Sunday, September 25, 2016

529 Accounts

Frequently clients inquire about the best ways to either make gifts to grandchildren during their lifetime or leave a small gift to their grandchildren at their death.  One way to accomplish that gift is to leave money to a 529 Account, named for the Internal Revenue Code Section allowing for the tax favored status of such account. 

A 529 Account is a savings account that is invested, income tax free, for the purpose of funding the named beneficiary’s education.  The deduction does not provide any income tax benefits for purposes of your federal income taxes, but Missouri donors may qualify for a deduction for purposes of their state income taxes.

If you fund the 529 Account during your lifetime, annual gifts of less than $14,000 per donee ($28,000 per donee for a married couple) qualify for the annual exclusion for the gift tax.  Additionally, donors can pre-fund up to 5 years of contributions, and elect to allocate the amount over 5 years for purposes of the gift tax annual exclusion.  In other words, a donor could fund up to $70,000 ($14,000 x 5 year), in year one, and recognize the gift of $14,000 each year for 5 years without incurring any adverse gift tax results.

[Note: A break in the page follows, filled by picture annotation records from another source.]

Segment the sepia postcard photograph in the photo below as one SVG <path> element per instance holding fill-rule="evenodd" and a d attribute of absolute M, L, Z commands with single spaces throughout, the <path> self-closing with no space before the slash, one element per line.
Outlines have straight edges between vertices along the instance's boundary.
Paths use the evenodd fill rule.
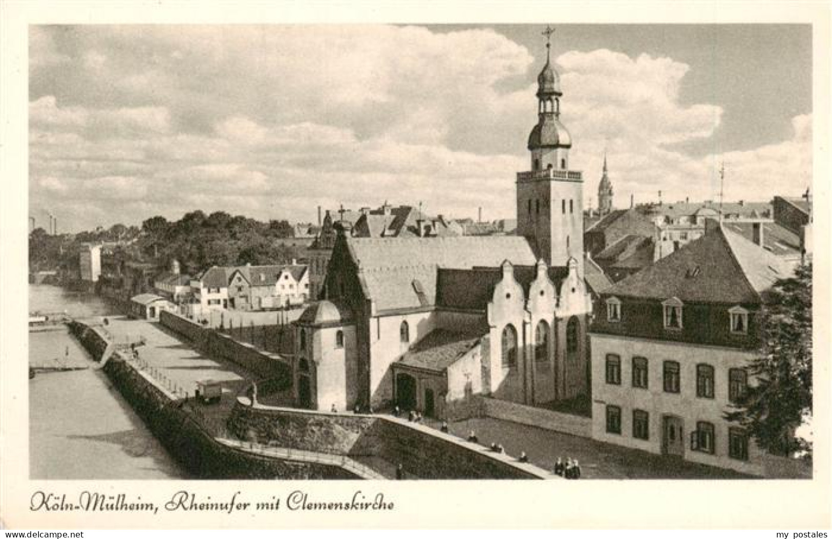
<path fill-rule="evenodd" d="M 828 11 L 535 5 L 22 25 L 4 526 L 414 527 L 488 485 L 828 527 Z M 436 520 L 522 526 L 478 502 Z"/>

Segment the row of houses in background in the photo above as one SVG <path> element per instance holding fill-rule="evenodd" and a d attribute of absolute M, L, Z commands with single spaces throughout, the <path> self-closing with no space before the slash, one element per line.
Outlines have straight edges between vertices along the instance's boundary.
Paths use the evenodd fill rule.
<path fill-rule="evenodd" d="M 584 245 L 609 278 L 617 282 L 705 234 L 709 220 L 797 264 L 810 250 L 810 201 L 775 196 L 771 202 L 638 205 L 587 216 Z"/>

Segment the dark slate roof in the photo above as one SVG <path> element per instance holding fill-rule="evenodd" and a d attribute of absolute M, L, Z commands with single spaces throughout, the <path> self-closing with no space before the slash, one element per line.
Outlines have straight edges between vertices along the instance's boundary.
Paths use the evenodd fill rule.
<path fill-rule="evenodd" d="M 485 335 L 434 329 L 410 347 L 398 363 L 443 372 L 479 344 Z"/>
<path fill-rule="evenodd" d="M 584 257 L 583 279 L 589 286 L 590 290 L 595 294 L 602 294 L 612 286 L 612 282 L 604 273 L 604 270 L 589 256 Z"/>
<path fill-rule="evenodd" d="M 596 255 L 595 259 L 615 268 L 638 269 L 653 263 L 653 239 L 631 234 Z"/>
<path fill-rule="evenodd" d="M 602 231 L 612 223 L 618 220 L 622 215 L 627 212 L 626 210 L 613 210 L 610 213 L 607 214 L 598 220 L 593 222 L 587 229 L 587 232 L 590 231 Z"/>
<path fill-rule="evenodd" d="M 535 263 L 528 242 L 519 236 L 345 240 L 364 294 L 379 311 L 435 304 L 438 268 Z"/>
<path fill-rule="evenodd" d="M 156 278 L 156 282 L 175 286 L 185 286 L 191 283 L 191 276 L 185 274 L 163 273 Z"/>
<path fill-rule="evenodd" d="M 754 239 L 752 223 L 732 223 L 724 221 L 726 230 L 741 235 L 749 241 Z M 777 256 L 800 256 L 800 237 L 789 229 L 777 223 L 762 223 L 763 246 Z"/>
<path fill-rule="evenodd" d="M 350 322 L 352 318 L 352 312 L 349 309 L 338 302 L 324 299 L 307 307 L 298 318 L 297 323 L 301 325 L 343 324 Z"/>
<path fill-rule="evenodd" d="M 159 301 L 160 299 L 164 299 L 165 298 L 156 295 L 155 294 L 140 294 L 139 295 L 135 295 L 130 299 L 133 303 L 141 304 L 142 305 L 149 305 L 154 301 Z"/>
<path fill-rule="evenodd" d="M 790 265 L 716 226 L 702 237 L 630 275 L 605 294 L 691 303 L 758 303 L 760 294 L 791 273 Z"/>
<path fill-rule="evenodd" d="M 703 213 L 719 215 L 720 203 L 718 201 L 706 200 L 705 202 L 670 202 L 660 205 L 646 205 L 638 206 L 640 210 L 650 210 L 661 215 L 666 215 L 672 219 L 682 215 L 694 215 Z M 740 215 L 741 217 L 762 217 L 771 215 L 772 205 L 770 202 L 723 202 L 721 205 L 722 215 Z"/>
<path fill-rule="evenodd" d="M 200 275 L 199 280 L 206 288 L 228 288 L 228 275 L 225 268 L 211 266 Z"/>
<path fill-rule="evenodd" d="M 811 209 L 811 205 L 809 204 L 809 200 L 805 198 L 785 198 L 783 199 L 786 202 L 789 202 L 793 206 L 796 207 L 798 210 L 803 213 L 809 215 L 809 211 Z"/>
<path fill-rule="evenodd" d="M 564 266 L 548 269 L 549 279 L 560 292 L 561 284 L 568 274 Z M 537 274 L 533 265 L 514 266 L 514 279 L 528 297 L 529 287 Z M 440 269 L 437 277 L 436 305 L 446 309 L 485 310 L 494 294 L 494 286 L 503 279 L 503 269 L 473 268 L 471 270 Z"/>

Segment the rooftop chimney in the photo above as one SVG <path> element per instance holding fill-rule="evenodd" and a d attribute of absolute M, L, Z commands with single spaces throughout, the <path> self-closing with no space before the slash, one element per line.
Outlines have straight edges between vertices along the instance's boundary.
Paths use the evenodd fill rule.
<path fill-rule="evenodd" d="M 765 240 L 765 232 L 763 231 L 762 223 L 754 223 L 751 225 L 751 241 L 753 241 L 757 245 L 760 247 L 763 246 L 763 240 Z"/>

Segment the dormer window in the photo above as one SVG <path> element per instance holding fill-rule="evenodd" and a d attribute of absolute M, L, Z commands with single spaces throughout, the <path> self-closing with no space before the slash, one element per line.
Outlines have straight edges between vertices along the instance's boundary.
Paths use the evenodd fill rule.
<path fill-rule="evenodd" d="M 664 308 L 665 329 L 681 329 L 682 303 L 678 298 L 671 298 L 662 302 Z"/>
<path fill-rule="evenodd" d="M 742 307 L 731 307 L 728 309 L 730 316 L 730 332 L 735 334 L 748 334 L 748 311 Z"/>
<path fill-rule="evenodd" d="M 621 322 L 622 302 L 618 298 L 610 298 L 607 300 L 607 322 Z"/>

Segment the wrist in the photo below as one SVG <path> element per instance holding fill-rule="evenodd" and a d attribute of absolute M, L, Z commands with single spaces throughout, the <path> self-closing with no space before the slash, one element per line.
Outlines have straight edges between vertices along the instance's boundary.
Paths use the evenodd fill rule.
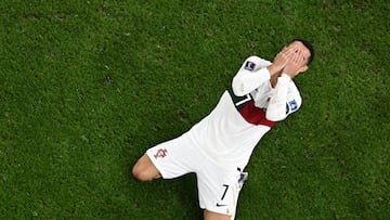
<path fill-rule="evenodd" d="M 281 69 L 277 68 L 276 66 L 274 66 L 273 64 L 271 64 L 270 66 L 266 67 L 268 70 L 270 72 L 271 76 L 274 76 L 275 74 L 277 74 Z"/>
<path fill-rule="evenodd" d="M 292 79 L 292 77 L 291 77 L 290 75 L 288 75 L 287 73 L 285 73 L 285 72 L 283 72 L 283 74 L 281 75 L 281 77 L 286 78 L 286 79 L 288 79 L 288 80 L 291 80 L 291 79 Z"/>

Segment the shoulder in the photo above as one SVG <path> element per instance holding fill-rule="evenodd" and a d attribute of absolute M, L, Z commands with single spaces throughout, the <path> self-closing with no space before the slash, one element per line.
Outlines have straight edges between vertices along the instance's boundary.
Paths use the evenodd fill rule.
<path fill-rule="evenodd" d="M 268 60 L 264 60 L 262 57 L 259 57 L 257 55 L 251 55 L 245 60 L 244 66 L 249 66 L 249 64 L 251 64 L 251 65 L 255 64 L 255 65 L 257 65 L 256 67 L 263 68 L 265 66 L 271 65 L 271 62 Z"/>

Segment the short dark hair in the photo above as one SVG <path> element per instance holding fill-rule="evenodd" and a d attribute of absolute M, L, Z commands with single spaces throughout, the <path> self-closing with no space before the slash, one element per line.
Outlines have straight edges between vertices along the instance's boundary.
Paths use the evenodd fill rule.
<path fill-rule="evenodd" d="M 314 60 L 314 48 L 313 48 L 313 44 L 308 41 L 308 40 L 304 40 L 302 38 L 295 38 L 292 39 L 288 44 L 295 42 L 295 41 L 299 41 L 301 42 L 309 51 L 310 51 L 310 57 L 309 57 L 309 61 L 308 61 L 308 65 L 313 62 Z"/>

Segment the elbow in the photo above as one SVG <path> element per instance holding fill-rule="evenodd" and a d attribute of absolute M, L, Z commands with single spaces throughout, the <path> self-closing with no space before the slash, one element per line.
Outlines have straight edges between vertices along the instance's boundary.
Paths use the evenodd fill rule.
<path fill-rule="evenodd" d="M 242 79 L 239 79 L 238 77 L 233 78 L 232 89 L 233 89 L 234 94 L 237 96 L 243 96 L 243 95 L 247 94 L 244 81 Z"/>
<path fill-rule="evenodd" d="M 274 121 L 274 122 L 284 120 L 284 119 L 286 119 L 286 117 L 287 117 L 286 114 L 272 114 L 272 113 L 269 113 L 269 112 L 265 113 L 265 118 L 268 120 L 271 120 L 271 121 Z"/>

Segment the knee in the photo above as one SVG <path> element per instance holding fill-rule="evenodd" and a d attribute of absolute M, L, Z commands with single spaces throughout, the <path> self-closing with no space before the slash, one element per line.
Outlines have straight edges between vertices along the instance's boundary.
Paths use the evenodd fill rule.
<path fill-rule="evenodd" d="M 132 176 L 140 181 L 150 181 L 161 177 L 146 155 L 142 156 L 133 166 Z"/>

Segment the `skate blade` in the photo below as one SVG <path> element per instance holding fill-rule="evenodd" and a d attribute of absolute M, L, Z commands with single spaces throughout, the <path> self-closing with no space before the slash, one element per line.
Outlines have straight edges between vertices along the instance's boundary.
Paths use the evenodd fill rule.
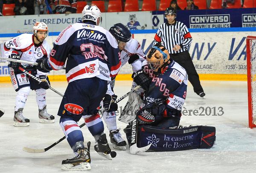
<path fill-rule="evenodd" d="M 101 156 L 104 157 L 105 158 L 107 158 L 109 160 L 112 160 L 112 157 L 111 156 L 111 155 L 110 155 L 110 154 L 106 154 L 103 153 L 100 153 L 100 152 L 97 152 L 97 153 L 98 153 L 100 155 L 101 155 Z"/>
<path fill-rule="evenodd" d="M 17 122 L 15 121 L 13 125 L 14 126 L 16 126 L 16 127 L 28 126 L 29 125 L 29 122 Z"/>
<path fill-rule="evenodd" d="M 74 166 L 73 164 L 63 164 L 61 167 L 62 170 L 86 170 L 91 169 L 90 163 L 82 162 Z"/>
<path fill-rule="evenodd" d="M 43 119 L 42 118 L 39 119 L 39 122 L 41 123 L 53 123 L 55 122 L 54 119 L 51 119 L 50 120 L 47 120 L 46 119 Z"/>
<path fill-rule="evenodd" d="M 117 149 L 117 150 L 126 150 L 126 147 L 125 146 L 116 146 L 114 144 L 112 144 L 113 145 L 113 148 Z"/>

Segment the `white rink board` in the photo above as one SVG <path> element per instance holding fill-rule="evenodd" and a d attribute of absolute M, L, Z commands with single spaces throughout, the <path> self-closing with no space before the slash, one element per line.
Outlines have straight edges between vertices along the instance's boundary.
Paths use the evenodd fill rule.
<path fill-rule="evenodd" d="M 256 36 L 256 32 L 192 32 L 191 34 L 193 41 L 189 52 L 198 74 L 246 74 L 246 37 Z M 134 37 L 140 42 L 146 53 L 154 35 L 154 34 L 134 34 Z M 49 36 L 47 38 L 52 47 L 57 37 Z M 0 44 L 10 38 L 0 38 Z M 6 63 L 0 63 L 0 77 L 9 76 L 6 66 Z M 65 74 L 64 71 L 52 71 L 50 75 Z M 132 73 L 131 66 L 127 64 L 119 74 Z"/>

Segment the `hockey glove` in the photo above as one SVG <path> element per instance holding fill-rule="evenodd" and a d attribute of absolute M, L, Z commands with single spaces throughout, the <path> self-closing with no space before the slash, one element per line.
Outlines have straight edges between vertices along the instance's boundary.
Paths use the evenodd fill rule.
<path fill-rule="evenodd" d="M 105 95 L 103 99 L 103 107 L 104 110 L 107 112 L 111 112 L 117 110 L 117 104 L 115 103 L 117 96 L 113 94 L 111 96 L 109 94 Z"/>
<path fill-rule="evenodd" d="M 48 58 L 42 58 L 36 60 L 38 64 L 35 66 L 37 69 L 44 73 L 47 73 L 52 70 L 48 62 Z"/>
<path fill-rule="evenodd" d="M 154 116 L 147 109 L 141 109 L 136 113 L 140 124 L 151 124 L 154 121 Z"/>
<path fill-rule="evenodd" d="M 20 57 L 18 54 L 12 53 L 11 54 L 9 57 L 12 59 L 14 60 L 20 60 Z M 8 67 L 11 67 L 14 69 L 15 70 L 17 70 L 19 67 L 20 65 L 20 62 L 15 62 L 13 61 L 9 61 L 8 64 Z"/>
<path fill-rule="evenodd" d="M 46 76 L 40 75 L 39 76 L 39 78 L 40 81 L 41 81 L 41 82 L 38 82 L 38 85 L 40 88 L 44 89 L 45 90 L 49 89 L 49 88 L 50 88 L 51 85 L 47 79 Z"/>
<path fill-rule="evenodd" d="M 151 83 L 151 80 L 143 69 L 134 73 L 131 76 L 131 77 L 133 78 L 134 81 L 137 85 L 140 85 L 145 91 L 148 90 L 149 85 Z"/>

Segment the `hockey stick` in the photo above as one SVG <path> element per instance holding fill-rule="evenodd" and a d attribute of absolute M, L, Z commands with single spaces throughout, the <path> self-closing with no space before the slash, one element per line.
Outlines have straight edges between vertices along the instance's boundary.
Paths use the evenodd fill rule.
<path fill-rule="evenodd" d="M 137 140 L 138 139 L 138 119 L 137 117 L 132 121 L 131 134 L 131 142 L 130 147 L 130 152 L 131 154 L 136 154 L 138 153 L 143 153 L 149 149 L 152 143 L 140 148 L 137 147 Z"/>
<path fill-rule="evenodd" d="M 116 100 L 116 103 L 117 103 L 118 102 L 120 102 L 120 101 L 121 101 L 122 100 L 124 99 L 127 96 L 128 96 L 129 95 L 129 94 L 131 94 L 131 93 L 134 92 L 135 90 L 139 89 L 140 88 L 140 85 L 137 86 L 136 87 L 135 87 L 134 88 L 134 89 L 133 89 L 132 90 L 131 90 L 130 92 L 126 93 L 125 95 L 124 95 L 122 96 L 119 99 Z M 79 127 L 80 128 L 81 128 L 82 127 L 84 127 L 85 125 L 85 123 L 84 122 L 83 124 L 82 124 L 81 125 L 79 125 Z M 47 151 L 49 149 L 52 148 L 52 147 L 53 147 L 54 146 L 56 145 L 57 144 L 58 144 L 59 143 L 60 143 L 60 142 L 62 141 L 65 138 L 66 138 L 65 136 L 63 136 L 62 138 L 60 139 L 58 141 L 55 142 L 55 143 L 52 144 L 51 145 L 50 145 L 48 147 L 47 147 L 45 148 L 33 149 L 33 148 L 29 148 L 28 147 L 23 147 L 22 150 L 24 151 L 27 152 L 27 153 L 44 153 L 44 152 Z"/>
<path fill-rule="evenodd" d="M 16 60 L 14 59 L 11 59 L 9 58 L 5 58 L 3 57 L 0 57 L 0 59 L 5 60 L 8 61 L 12 61 L 14 62 L 24 63 L 25 64 L 30 64 L 31 65 L 37 65 L 38 63 L 37 62 L 33 62 L 30 61 L 24 61 L 20 60 Z"/>
<path fill-rule="evenodd" d="M 0 108 L 0 117 L 4 114 L 4 110 L 1 108 Z"/>
<path fill-rule="evenodd" d="M 20 71 L 21 71 L 26 73 L 30 77 L 31 77 L 32 78 L 33 78 L 35 80 L 36 80 L 37 81 L 38 81 L 38 82 L 41 83 L 42 82 L 42 81 L 41 81 L 40 80 L 39 80 L 39 79 L 37 77 L 36 77 L 34 76 L 33 74 L 30 74 L 29 73 L 28 71 L 26 71 L 25 70 L 24 70 L 22 68 L 21 68 L 20 67 L 19 67 L 19 69 Z M 50 86 L 49 87 L 49 89 L 50 89 L 52 91 L 53 91 L 54 92 L 55 92 L 56 93 L 58 94 L 58 95 L 59 95 L 60 96 L 61 96 L 62 97 L 63 97 L 64 96 L 63 95 L 63 94 L 61 94 L 58 91 L 55 90 L 55 89 L 52 88 Z"/>

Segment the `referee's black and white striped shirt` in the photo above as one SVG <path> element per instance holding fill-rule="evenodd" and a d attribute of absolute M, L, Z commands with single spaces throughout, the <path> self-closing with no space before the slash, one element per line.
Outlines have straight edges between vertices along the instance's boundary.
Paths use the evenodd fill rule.
<path fill-rule="evenodd" d="M 187 50 L 192 42 L 192 37 L 187 28 L 182 22 L 175 21 L 173 24 L 168 22 L 161 25 L 154 37 L 153 45 L 157 42 L 161 44 L 168 50 L 169 53 L 177 54 Z M 178 51 L 172 50 L 174 46 L 179 45 L 180 49 Z"/>

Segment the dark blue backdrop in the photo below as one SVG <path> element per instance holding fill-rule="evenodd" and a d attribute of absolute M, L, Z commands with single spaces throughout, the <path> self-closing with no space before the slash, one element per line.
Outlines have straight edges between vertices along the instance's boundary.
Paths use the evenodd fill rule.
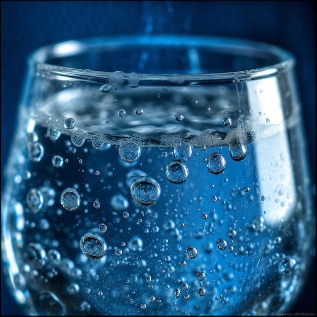
<path fill-rule="evenodd" d="M 91 36 L 179 33 L 275 44 L 296 71 L 315 184 L 315 4 L 313 1 L 2 1 L 1 171 L 14 131 L 26 56 L 42 45 Z M 1 280 L 3 315 L 21 315 Z M 315 313 L 315 262 L 291 313 Z"/>

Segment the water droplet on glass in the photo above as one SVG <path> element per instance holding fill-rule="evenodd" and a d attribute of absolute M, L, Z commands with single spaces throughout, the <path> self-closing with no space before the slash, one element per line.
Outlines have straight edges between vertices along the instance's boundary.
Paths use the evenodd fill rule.
<path fill-rule="evenodd" d="M 180 113 L 177 113 L 177 114 L 175 114 L 175 120 L 177 121 L 182 121 L 184 120 L 184 117 L 185 117 Z"/>
<path fill-rule="evenodd" d="M 141 176 L 134 180 L 131 186 L 132 197 L 142 206 L 154 204 L 161 194 L 160 184 L 150 176 Z"/>
<path fill-rule="evenodd" d="M 225 116 L 223 118 L 223 125 L 225 127 L 230 127 L 232 124 L 232 120 L 229 116 Z"/>
<path fill-rule="evenodd" d="M 103 85 L 99 88 L 99 90 L 102 93 L 108 93 L 112 89 L 112 86 L 111 85 L 106 84 L 106 85 Z"/>
<path fill-rule="evenodd" d="M 30 189 L 26 195 L 26 203 L 32 211 L 37 213 L 42 208 L 44 203 L 42 193 L 35 188 Z"/>
<path fill-rule="evenodd" d="M 93 231 L 89 231 L 82 237 L 80 246 L 85 255 L 93 259 L 100 259 L 107 251 L 104 239 Z"/>
<path fill-rule="evenodd" d="M 71 188 L 65 189 L 61 195 L 61 204 L 67 210 L 78 209 L 81 204 L 81 197 L 77 190 Z"/>
<path fill-rule="evenodd" d="M 191 145 L 188 143 L 178 143 L 174 148 L 175 157 L 183 162 L 187 161 L 191 156 Z"/>
<path fill-rule="evenodd" d="M 189 246 L 185 249 L 185 254 L 188 259 L 193 259 L 197 256 L 198 251 L 192 246 Z"/>
<path fill-rule="evenodd" d="M 217 242 L 217 246 L 220 250 L 224 250 L 227 247 L 227 243 L 223 239 L 219 239 Z"/>
<path fill-rule="evenodd" d="M 72 130 L 75 128 L 75 121 L 72 118 L 68 118 L 65 121 L 64 126 L 67 130 Z"/>
<path fill-rule="evenodd" d="M 188 169 L 185 164 L 173 161 L 166 167 L 166 177 L 172 183 L 179 184 L 184 182 L 188 177 Z"/>
<path fill-rule="evenodd" d="M 59 155 L 55 155 L 53 156 L 52 159 L 52 164 L 53 167 L 59 168 L 63 166 L 64 160 L 62 156 L 60 156 Z"/>
<path fill-rule="evenodd" d="M 279 272 L 283 274 L 289 274 L 294 270 L 296 264 L 296 261 L 295 259 L 286 258 L 281 263 Z"/>
<path fill-rule="evenodd" d="M 39 162 L 44 155 L 44 148 L 38 142 L 32 143 L 29 148 L 29 157 L 33 162 Z"/>
<path fill-rule="evenodd" d="M 136 143 L 126 143 L 119 147 L 119 155 L 126 162 L 135 162 L 141 156 L 141 148 Z"/>
<path fill-rule="evenodd" d="M 220 174 L 226 167 L 226 160 L 220 153 L 213 153 L 208 157 L 207 168 L 210 173 Z"/>

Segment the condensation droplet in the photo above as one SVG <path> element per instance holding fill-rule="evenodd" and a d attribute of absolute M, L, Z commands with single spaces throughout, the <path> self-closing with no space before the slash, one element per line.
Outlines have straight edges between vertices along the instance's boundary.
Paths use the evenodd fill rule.
<path fill-rule="evenodd" d="M 33 162 L 39 162 L 44 155 L 44 148 L 39 142 L 32 143 L 29 148 L 29 157 Z"/>
<path fill-rule="evenodd" d="M 131 186 L 132 197 L 142 206 L 154 204 L 161 194 L 160 184 L 150 176 L 141 176 L 134 180 Z"/>
<path fill-rule="evenodd" d="M 53 156 L 52 159 L 52 165 L 53 167 L 59 168 L 63 166 L 64 163 L 64 160 L 62 156 L 60 156 L 59 155 L 55 155 Z"/>
<path fill-rule="evenodd" d="M 68 188 L 61 195 L 61 204 L 67 210 L 78 209 L 81 204 L 81 197 L 76 189 Z"/>
<path fill-rule="evenodd" d="M 187 161 L 192 153 L 191 145 L 187 142 L 178 143 L 174 148 L 174 153 L 178 160 L 183 162 Z"/>
<path fill-rule="evenodd" d="M 207 168 L 210 173 L 220 174 L 226 167 L 226 160 L 220 153 L 213 153 L 207 161 Z"/>
<path fill-rule="evenodd" d="M 224 250 L 227 247 L 227 242 L 223 239 L 219 239 L 217 242 L 217 246 L 220 250 Z"/>
<path fill-rule="evenodd" d="M 232 124 L 232 120 L 230 117 L 226 116 L 223 118 L 223 125 L 225 127 L 230 127 Z"/>
<path fill-rule="evenodd" d="M 136 143 L 125 143 L 119 146 L 119 155 L 126 162 L 135 162 L 141 156 L 141 148 Z"/>
<path fill-rule="evenodd" d="M 178 161 L 173 161 L 166 167 L 166 177 L 176 184 L 184 182 L 188 177 L 188 169 L 185 164 Z"/>
<path fill-rule="evenodd" d="M 89 231 L 82 237 L 80 246 L 85 255 L 93 259 L 100 259 L 107 251 L 107 244 L 104 239 L 93 231 Z"/>
<path fill-rule="evenodd" d="M 65 121 L 64 126 L 67 130 L 72 130 L 75 128 L 75 121 L 72 118 L 67 118 Z"/>
<path fill-rule="evenodd" d="M 30 189 L 26 195 L 26 203 L 32 211 L 37 213 L 43 206 L 43 194 L 35 188 Z"/>
<path fill-rule="evenodd" d="M 194 247 L 189 246 L 185 249 L 185 253 L 188 259 L 193 259 L 197 256 L 198 251 Z"/>

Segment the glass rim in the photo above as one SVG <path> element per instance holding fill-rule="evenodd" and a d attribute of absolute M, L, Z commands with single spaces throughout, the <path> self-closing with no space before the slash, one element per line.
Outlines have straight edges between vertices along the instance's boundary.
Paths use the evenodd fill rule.
<path fill-rule="evenodd" d="M 46 45 L 33 51 L 28 57 L 29 66 L 38 70 L 72 79 L 85 78 L 100 83 L 106 81 L 115 72 L 98 70 L 83 69 L 55 65 L 50 63 L 50 58 L 62 58 L 75 56 L 85 51 L 93 49 L 111 51 L 125 47 L 136 48 L 170 47 L 192 49 L 207 49 L 216 53 L 223 53 L 244 57 L 263 57 L 267 56 L 279 61 L 265 67 L 251 69 L 229 70 L 221 72 L 201 72 L 195 73 L 178 73 L 174 74 L 133 73 L 138 75 L 140 84 L 142 82 L 163 82 L 166 81 L 177 83 L 180 76 L 182 83 L 191 82 L 219 81 L 252 80 L 275 75 L 279 72 L 287 70 L 293 67 L 296 58 L 290 52 L 280 47 L 264 42 L 238 37 L 210 35 L 184 34 L 118 34 L 105 36 L 86 37 L 69 40 Z M 232 53 L 234 52 L 234 53 Z M 118 70 L 120 71 L 120 70 Z M 128 80 L 131 73 L 122 73 Z M 173 77 L 175 78 L 173 80 Z"/>

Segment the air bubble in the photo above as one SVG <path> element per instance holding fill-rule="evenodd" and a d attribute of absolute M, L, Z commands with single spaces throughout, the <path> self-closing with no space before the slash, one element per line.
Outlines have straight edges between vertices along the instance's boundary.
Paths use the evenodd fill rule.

Funds invested in a 529 Account are invested, typically based on the age of the beneficiary, and do not incur income taxes on the income and appreciation while retained in the account.  Distributions from the 529 Account which are used for qualified higher education expenses (tuition, books, supplies, and certain reasonable room and board) are also tax-free.  However, if the funds are withdrawn for purposes other than qualified higher education expenses, are subject to a 10% income tax penalty.

The owner has the ability to change the named beneficiary, subject to the gift tax limits for the new beneficiary.  The owner can also name the successor owner of the account upon the owner’s death.

While many clients may initial assume that a trust would be a better option for their beneficiary, the 529 Account’s favorable income tax status is an excellent substitute when the beneficiary is expected to attend college and the total funds contributed are likely to be modest.